You might owe the softness of your partner’s skin to the power of your own mind rather than their new moisturizer, a new study published in Current Biology suggests.

Conducting a series of experiments on touch perception, the study authors found evidence for what they’ve coined the “Social Softness Illusion,” such that touching someone else’s skin tends to feel softer and smoother than when you touch your own, regardless of whether or not it actually is.

"What is intriguing about the illusion is its specificity," said study author Dr. Antje Gentsch, of the University College London, in a statement. "We found the illusion to be strongest when the stroking was applied intentionally and according to the optimal properties of the specialized system in the skin for receiving affective touch."

That specialized system involves a certain class of nerves known as C tactile (CT) afferents, which are believed to be “specifically tuned to human caresses, giving rise to pleasant sensations,” as the authors explained.

Perhaps for that reason, the illusion seemed to only work when the study subjects were asked to touch someone else’s forearm rather than their palm, where there are no CT afferents present under the skin. Similarly, it didn’t work when the participants were asked to touch a piece of cotton over someone’s skin and their own, with the cotton feeling as equally soft in either circumstance.

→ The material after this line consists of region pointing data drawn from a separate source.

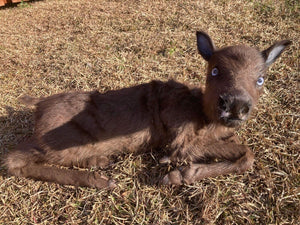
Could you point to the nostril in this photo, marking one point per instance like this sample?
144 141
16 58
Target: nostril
223 103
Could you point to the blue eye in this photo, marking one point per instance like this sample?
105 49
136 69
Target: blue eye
215 71
260 81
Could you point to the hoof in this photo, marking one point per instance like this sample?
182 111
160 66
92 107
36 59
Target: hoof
172 178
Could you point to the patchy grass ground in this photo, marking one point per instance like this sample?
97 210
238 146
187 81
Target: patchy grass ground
51 46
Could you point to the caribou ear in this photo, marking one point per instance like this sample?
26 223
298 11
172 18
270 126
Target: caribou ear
205 45
273 52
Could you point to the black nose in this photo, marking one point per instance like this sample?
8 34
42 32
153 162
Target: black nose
234 107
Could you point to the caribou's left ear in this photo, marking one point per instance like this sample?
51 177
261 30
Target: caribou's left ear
273 52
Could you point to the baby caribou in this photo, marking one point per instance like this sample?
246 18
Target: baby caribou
85 129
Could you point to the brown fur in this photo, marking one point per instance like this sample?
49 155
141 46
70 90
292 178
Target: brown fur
86 129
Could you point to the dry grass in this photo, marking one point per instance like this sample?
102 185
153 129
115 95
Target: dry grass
53 46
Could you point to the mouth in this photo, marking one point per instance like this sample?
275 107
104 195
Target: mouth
231 122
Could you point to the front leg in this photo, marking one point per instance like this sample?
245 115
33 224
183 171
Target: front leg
237 159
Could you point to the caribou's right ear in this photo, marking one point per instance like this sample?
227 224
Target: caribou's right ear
205 45
273 52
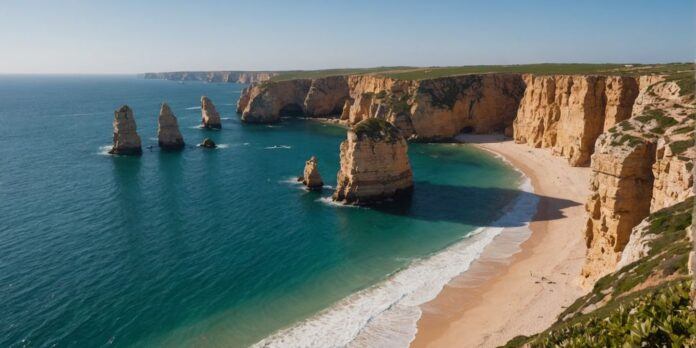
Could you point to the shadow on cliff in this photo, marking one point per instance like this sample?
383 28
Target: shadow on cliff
476 206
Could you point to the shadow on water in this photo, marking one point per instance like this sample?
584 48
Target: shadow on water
476 206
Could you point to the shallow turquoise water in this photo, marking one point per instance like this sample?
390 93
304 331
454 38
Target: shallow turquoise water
200 247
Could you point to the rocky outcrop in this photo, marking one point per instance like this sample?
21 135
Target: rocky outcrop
427 110
374 164
213 76
267 102
568 112
641 165
208 144
168 134
326 96
210 117
310 177
126 139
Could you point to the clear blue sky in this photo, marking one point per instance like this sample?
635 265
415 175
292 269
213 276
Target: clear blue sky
129 36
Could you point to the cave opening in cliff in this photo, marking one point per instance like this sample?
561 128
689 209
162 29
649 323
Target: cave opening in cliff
292 110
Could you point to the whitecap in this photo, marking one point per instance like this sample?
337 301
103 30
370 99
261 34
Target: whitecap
387 313
104 150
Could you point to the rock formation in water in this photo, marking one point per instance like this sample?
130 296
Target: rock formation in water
168 134
374 164
210 116
310 176
208 144
126 139
214 76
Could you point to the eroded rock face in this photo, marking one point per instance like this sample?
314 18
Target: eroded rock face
374 164
641 165
126 139
326 96
168 134
210 116
310 176
621 187
208 144
568 112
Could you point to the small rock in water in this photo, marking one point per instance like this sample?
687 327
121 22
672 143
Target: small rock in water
311 177
208 144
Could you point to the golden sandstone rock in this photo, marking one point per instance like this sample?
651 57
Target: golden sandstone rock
374 164
126 139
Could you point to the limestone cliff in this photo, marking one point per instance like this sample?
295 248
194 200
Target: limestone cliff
210 118
641 165
126 139
213 76
310 175
168 134
568 112
374 164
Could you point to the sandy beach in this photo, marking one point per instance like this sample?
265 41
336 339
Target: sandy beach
517 289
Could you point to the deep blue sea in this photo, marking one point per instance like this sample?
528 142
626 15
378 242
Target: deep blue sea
210 247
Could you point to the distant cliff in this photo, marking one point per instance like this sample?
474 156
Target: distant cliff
213 76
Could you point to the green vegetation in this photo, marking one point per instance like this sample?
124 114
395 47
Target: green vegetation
644 303
376 129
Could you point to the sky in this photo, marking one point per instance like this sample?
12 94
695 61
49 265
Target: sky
128 36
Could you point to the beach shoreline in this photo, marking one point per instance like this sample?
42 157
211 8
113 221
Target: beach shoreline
521 282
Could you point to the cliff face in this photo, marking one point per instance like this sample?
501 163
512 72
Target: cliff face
429 109
168 134
374 164
213 76
568 112
126 138
210 118
641 165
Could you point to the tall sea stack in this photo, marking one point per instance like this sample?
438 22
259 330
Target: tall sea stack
168 134
126 139
374 164
211 118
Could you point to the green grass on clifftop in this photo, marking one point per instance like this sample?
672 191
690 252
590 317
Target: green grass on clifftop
682 73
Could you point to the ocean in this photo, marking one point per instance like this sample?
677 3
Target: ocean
217 247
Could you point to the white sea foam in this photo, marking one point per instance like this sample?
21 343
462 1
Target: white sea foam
274 147
386 314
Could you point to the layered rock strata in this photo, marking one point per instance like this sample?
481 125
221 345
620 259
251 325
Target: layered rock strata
374 164
429 110
640 166
568 112
210 118
126 138
213 76
168 134
310 176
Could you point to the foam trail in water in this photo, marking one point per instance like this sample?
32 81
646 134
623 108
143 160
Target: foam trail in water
386 314
274 147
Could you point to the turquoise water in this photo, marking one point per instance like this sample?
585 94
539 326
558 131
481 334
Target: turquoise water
206 247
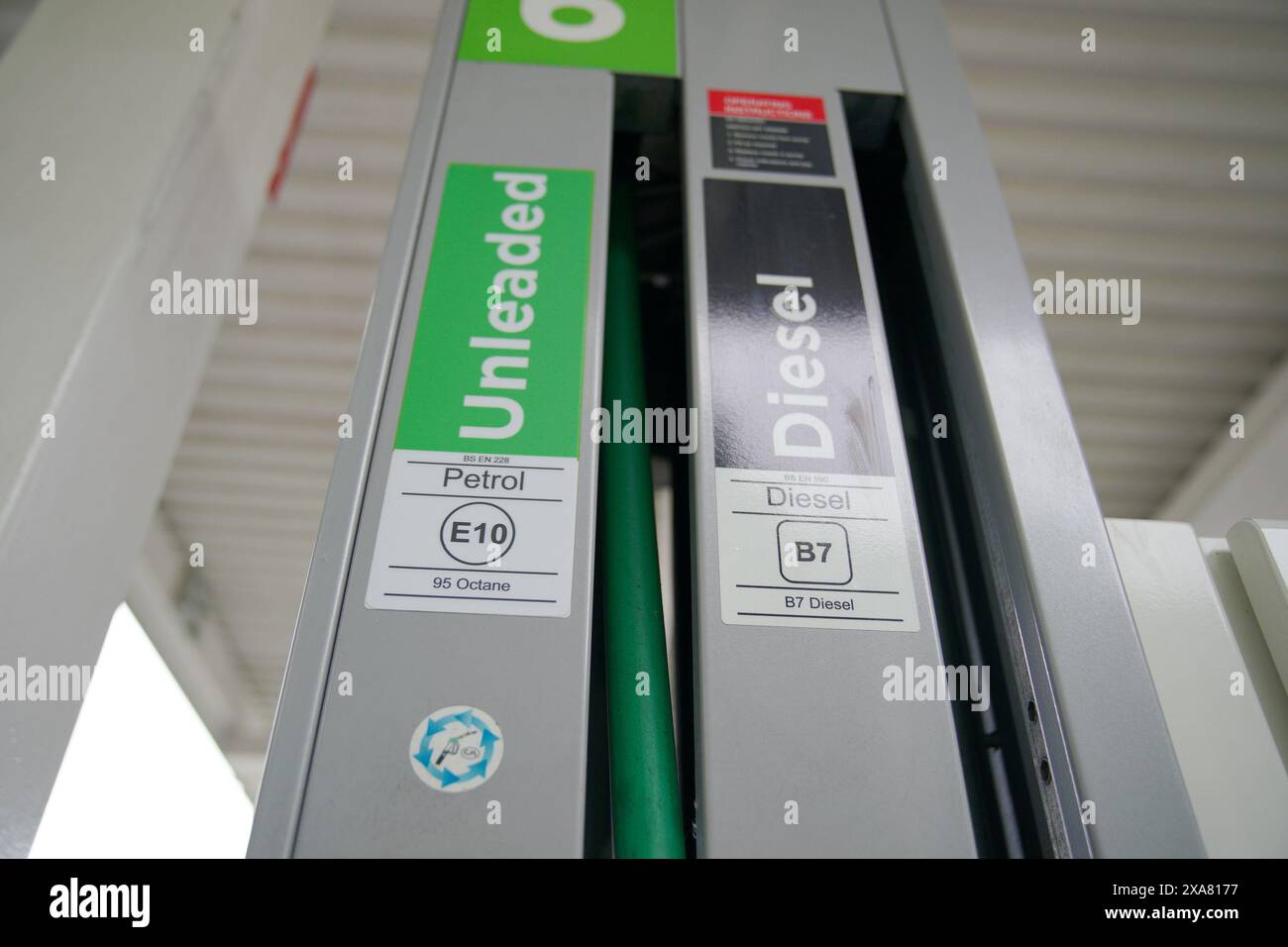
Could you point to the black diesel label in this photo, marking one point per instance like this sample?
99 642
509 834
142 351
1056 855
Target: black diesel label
809 523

The authors believe that the illusion may provide more of an explanation for why people - and perhaps other mammals - are eager to touch one another.

“[T]his novel illusion leads to the first demonstration in humans of the hedonic benefits of social touch for the touch provider,” the authors concluded. “Recent research suggests that softness and smoothness are rewarding tactile attributes that act as reinforcers of behavior and, in opposition to other tactile cues, have been found to produce larger activation in reward and affective brain circuits than in primary sensory areas.”

And in turn, the rewarding sensations we receive from touching and being touched by others makes us likely to seek out and reinforce our social bonds.

About the only thing that didn’t feel better about touching someone else was the subjects’ comfort level, since it wasn’t significantly different whether they were touching their own forearm skin or someone else’s.

That particular quirk, however, may have more to do with the study’s design, since the subjects had to touch a stranger’s skin while the rest of their body was kept hidden from them. The authors are hopeful that they can test out how the illusion works when it comes to friends and partners, as well as further explore the mechanisms behind affective touch.